Of course, some may protest that these concepts (interlocking oppressions, intersectionality, intermeshed oppressions, multiplicity) all came after the publication of The Second Sex. I have two replies to this protestation. First, there is a plethora of earlier iterations of these later concepts going back at least to Maria Stewart in 1831 and continuing with Sojourner Truth, Ida B. Wells, Ella Baker and Marvel Cook, Louise Thompson, Esther Cooper, and Claudia Jones—to name a few. Second, much of the secondary literature on Beauvoir and The Second Sex—published after the 1970s, 1980s, and 1990s when we already have specific terms like interlocking oppressions, intersectionality, intermeshed oppressions, multiplicity—still neglect the import of these concepts for reading, analyzing, engaging, and critiquing The Second Sex.

As for antiracism and allyship, these terms have become popularized and somewhat depoliticized. Many of the aforementioned figures and texts have something to say about antiracism and allyship (even if they do not use those exact terms). And of course, there is also the notion of an antiracist racism that is attributed to Sartre, as well as the idea of using one's privilege well (as Sonia Kruks puts it in her analysis of Beauvoir [Kruks Reference Kruks2005]).

EO: Your first critique of a race/gender analogy appears in one of your earliest publications (Belle Reference Belle, Davidson, Gines and Marcano2010b). You provide a grounded and multifaceted exploration of the race/gender analogy as it is used in Sartre and Beauvoir as well as Wright's complicity in-indifference to their usage of it. Why has it been so important for you to return to this question of a race/gender analogy in multiple pieces? In your view, can analogical thinking be productive or positive when thinking about oppression?

KSB: Yes, my first critique appears in my chapter in Convergences. I was struck by the analogy in both The Second Sex and Sartre's “The Respectful Prostitute.” I have been aware of and bothered by the race/gender analogy going back at least to my undergraduate years—in part because it has been critiqued by Black women and other women of color for so long, and yet it continues to be deployed by white women (and men). So, part of the intention in returning to this problematic analogy it is to recover the long history of critiques, as well as more contemporary critiques of it by Black women and other women of color (for example, Deborah King, Patricia Hill Collins, Stephanie Rivera Berruz) and more general critiques by Kimberlé Crenshaw. There have also been white feminist critiques of this analogy in The Second Sex (for example, by Elizabeth Spelman, Margaret Simons, Penelope Deutscher, and Sabine Broeck) and more general critiques by Gaile Pohlhaus, Jr.

Collins distinguishes between analogies that present oppositional difference and relational difference.
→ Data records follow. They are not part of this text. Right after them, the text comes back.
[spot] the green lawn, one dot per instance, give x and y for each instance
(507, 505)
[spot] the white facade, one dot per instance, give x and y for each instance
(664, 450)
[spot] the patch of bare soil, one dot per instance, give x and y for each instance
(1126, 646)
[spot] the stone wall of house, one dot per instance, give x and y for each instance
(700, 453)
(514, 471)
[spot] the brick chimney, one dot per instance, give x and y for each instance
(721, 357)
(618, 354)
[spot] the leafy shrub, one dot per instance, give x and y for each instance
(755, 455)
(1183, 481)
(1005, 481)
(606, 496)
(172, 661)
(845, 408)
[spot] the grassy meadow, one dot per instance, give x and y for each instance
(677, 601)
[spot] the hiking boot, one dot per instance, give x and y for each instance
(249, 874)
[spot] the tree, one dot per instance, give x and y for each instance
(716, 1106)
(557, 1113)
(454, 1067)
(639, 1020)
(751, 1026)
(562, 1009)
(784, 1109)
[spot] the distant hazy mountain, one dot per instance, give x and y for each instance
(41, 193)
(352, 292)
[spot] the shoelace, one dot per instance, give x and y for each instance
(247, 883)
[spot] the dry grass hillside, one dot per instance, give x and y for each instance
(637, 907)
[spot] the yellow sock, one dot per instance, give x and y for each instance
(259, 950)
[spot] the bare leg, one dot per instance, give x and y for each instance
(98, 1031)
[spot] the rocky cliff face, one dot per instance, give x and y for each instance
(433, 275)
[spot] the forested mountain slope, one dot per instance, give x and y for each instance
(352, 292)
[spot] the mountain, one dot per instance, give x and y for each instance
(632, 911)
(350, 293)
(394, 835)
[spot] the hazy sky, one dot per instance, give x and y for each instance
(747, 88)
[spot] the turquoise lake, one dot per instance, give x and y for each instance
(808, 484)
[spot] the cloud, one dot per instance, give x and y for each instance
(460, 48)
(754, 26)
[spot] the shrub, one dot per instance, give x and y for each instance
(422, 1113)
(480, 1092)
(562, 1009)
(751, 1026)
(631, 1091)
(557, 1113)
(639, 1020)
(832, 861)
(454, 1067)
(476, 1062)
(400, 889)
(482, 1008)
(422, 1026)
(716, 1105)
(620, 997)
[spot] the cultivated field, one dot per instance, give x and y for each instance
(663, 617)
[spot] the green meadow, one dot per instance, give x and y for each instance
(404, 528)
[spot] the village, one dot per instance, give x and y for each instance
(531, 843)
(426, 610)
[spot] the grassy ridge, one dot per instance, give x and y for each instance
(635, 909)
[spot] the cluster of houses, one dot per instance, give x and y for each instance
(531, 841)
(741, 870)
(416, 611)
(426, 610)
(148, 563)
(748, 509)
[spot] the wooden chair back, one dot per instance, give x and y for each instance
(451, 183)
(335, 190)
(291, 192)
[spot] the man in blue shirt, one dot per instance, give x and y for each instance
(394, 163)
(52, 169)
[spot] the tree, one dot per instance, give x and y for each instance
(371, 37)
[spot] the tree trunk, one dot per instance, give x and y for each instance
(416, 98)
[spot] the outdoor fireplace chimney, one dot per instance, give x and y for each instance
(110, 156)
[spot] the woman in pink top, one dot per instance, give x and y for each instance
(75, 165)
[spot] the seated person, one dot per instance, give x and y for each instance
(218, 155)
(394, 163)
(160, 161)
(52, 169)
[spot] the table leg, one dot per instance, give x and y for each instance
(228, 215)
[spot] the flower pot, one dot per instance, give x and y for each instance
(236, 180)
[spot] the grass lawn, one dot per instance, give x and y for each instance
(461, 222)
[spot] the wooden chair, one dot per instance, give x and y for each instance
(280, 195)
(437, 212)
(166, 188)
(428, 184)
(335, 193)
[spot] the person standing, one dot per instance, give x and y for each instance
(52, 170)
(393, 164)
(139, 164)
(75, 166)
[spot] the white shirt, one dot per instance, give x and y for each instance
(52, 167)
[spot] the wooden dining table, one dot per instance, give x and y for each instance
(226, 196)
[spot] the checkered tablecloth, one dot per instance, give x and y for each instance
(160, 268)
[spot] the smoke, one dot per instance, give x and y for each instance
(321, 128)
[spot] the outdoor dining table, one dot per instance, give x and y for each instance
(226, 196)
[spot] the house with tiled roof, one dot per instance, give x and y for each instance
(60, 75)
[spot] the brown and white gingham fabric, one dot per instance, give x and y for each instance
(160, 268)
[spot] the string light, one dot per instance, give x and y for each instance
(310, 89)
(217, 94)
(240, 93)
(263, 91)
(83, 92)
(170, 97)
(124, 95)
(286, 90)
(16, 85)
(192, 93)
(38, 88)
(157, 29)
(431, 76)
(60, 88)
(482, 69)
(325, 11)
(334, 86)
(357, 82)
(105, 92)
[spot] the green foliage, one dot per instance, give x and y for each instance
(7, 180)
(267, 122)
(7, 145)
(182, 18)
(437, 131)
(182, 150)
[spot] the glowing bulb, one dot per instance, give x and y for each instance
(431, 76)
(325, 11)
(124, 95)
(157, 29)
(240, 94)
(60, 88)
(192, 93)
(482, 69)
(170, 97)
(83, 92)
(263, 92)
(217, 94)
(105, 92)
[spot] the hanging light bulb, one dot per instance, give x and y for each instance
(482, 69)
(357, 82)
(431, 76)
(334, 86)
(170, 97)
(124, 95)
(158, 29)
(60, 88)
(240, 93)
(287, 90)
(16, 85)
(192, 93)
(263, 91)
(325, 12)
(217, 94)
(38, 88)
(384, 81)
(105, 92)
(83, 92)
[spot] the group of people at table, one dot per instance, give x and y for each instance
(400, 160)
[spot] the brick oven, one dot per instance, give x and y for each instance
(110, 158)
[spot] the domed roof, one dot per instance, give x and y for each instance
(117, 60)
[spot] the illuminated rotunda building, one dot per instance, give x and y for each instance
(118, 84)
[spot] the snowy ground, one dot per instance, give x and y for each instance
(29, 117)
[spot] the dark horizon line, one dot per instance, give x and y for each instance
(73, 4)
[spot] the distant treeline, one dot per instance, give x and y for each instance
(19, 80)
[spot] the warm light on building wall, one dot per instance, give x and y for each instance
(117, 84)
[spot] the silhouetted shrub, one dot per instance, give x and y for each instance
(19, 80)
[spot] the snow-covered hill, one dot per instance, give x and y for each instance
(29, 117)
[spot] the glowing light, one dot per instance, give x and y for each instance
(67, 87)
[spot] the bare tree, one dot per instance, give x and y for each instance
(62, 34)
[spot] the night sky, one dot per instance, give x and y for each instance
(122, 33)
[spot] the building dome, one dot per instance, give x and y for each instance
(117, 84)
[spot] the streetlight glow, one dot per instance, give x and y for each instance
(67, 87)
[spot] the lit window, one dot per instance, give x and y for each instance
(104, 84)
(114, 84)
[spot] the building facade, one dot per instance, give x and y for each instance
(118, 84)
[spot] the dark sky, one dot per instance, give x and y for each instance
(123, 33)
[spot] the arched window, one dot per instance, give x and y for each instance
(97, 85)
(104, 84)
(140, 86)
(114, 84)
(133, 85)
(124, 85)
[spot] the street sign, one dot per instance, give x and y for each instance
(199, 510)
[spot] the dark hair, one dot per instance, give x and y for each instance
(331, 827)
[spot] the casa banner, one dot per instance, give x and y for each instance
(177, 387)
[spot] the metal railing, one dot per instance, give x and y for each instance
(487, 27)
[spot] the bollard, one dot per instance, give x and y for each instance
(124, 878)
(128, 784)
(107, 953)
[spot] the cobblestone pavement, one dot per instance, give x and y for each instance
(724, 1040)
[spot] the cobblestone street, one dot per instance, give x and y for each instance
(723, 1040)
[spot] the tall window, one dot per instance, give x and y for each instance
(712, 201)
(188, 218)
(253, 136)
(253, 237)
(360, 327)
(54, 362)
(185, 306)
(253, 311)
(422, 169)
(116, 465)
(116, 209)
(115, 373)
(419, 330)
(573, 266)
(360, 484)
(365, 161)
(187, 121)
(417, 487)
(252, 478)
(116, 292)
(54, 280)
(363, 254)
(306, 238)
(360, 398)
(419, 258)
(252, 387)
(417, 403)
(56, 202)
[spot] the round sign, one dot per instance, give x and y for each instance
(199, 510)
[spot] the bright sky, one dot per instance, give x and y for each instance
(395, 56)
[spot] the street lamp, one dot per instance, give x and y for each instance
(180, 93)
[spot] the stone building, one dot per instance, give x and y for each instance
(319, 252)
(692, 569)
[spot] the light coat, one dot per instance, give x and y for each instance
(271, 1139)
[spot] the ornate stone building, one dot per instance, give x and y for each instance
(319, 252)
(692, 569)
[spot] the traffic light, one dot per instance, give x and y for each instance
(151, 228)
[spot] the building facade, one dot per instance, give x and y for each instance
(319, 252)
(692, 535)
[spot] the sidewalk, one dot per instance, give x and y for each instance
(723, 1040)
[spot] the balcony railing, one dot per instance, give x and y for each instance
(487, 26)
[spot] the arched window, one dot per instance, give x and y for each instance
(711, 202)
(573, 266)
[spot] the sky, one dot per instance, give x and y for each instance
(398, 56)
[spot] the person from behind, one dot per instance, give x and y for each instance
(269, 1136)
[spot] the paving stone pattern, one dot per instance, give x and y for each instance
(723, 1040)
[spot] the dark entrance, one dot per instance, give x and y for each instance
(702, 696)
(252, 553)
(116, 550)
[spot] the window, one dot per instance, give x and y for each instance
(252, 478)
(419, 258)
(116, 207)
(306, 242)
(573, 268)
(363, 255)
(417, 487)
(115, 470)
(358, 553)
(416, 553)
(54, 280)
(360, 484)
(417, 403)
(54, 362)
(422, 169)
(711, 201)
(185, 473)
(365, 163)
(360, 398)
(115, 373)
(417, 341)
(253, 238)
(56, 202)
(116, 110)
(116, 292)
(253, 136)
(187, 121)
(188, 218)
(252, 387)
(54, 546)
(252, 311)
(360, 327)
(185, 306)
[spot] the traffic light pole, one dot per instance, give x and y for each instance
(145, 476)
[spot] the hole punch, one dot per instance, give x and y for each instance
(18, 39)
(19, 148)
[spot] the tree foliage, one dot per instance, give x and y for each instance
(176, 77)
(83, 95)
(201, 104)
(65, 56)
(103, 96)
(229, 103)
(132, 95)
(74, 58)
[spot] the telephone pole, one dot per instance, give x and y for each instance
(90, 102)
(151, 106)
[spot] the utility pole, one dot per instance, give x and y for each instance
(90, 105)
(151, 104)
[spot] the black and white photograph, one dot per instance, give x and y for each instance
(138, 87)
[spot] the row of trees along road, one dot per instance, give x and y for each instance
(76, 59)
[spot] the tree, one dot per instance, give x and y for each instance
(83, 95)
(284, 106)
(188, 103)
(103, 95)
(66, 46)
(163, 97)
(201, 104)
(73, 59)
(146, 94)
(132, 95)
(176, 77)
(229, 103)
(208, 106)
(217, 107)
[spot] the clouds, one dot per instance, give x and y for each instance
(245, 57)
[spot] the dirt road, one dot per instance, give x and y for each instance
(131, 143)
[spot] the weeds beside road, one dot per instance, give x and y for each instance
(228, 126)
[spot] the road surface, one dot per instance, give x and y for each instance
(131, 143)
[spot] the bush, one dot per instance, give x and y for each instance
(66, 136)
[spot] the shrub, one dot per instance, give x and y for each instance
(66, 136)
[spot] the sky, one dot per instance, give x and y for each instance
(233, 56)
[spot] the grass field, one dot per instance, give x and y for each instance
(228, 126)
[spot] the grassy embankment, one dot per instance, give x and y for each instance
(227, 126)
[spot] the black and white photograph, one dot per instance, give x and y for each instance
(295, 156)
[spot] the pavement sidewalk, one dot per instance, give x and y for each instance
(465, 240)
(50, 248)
She explains,

A race/gender analogy framed within assumptions of oppositional difference would ask: how are racism and sexism alike and unlike one another? In contrast, a race/gender analogy framed within assumptions of relational difference would ask: what do comparisons of racism and sexism reveal not only about the separate systems but also about how they shape one another? (Collins Reference Collins, Hengehold and Bauer2017, 328)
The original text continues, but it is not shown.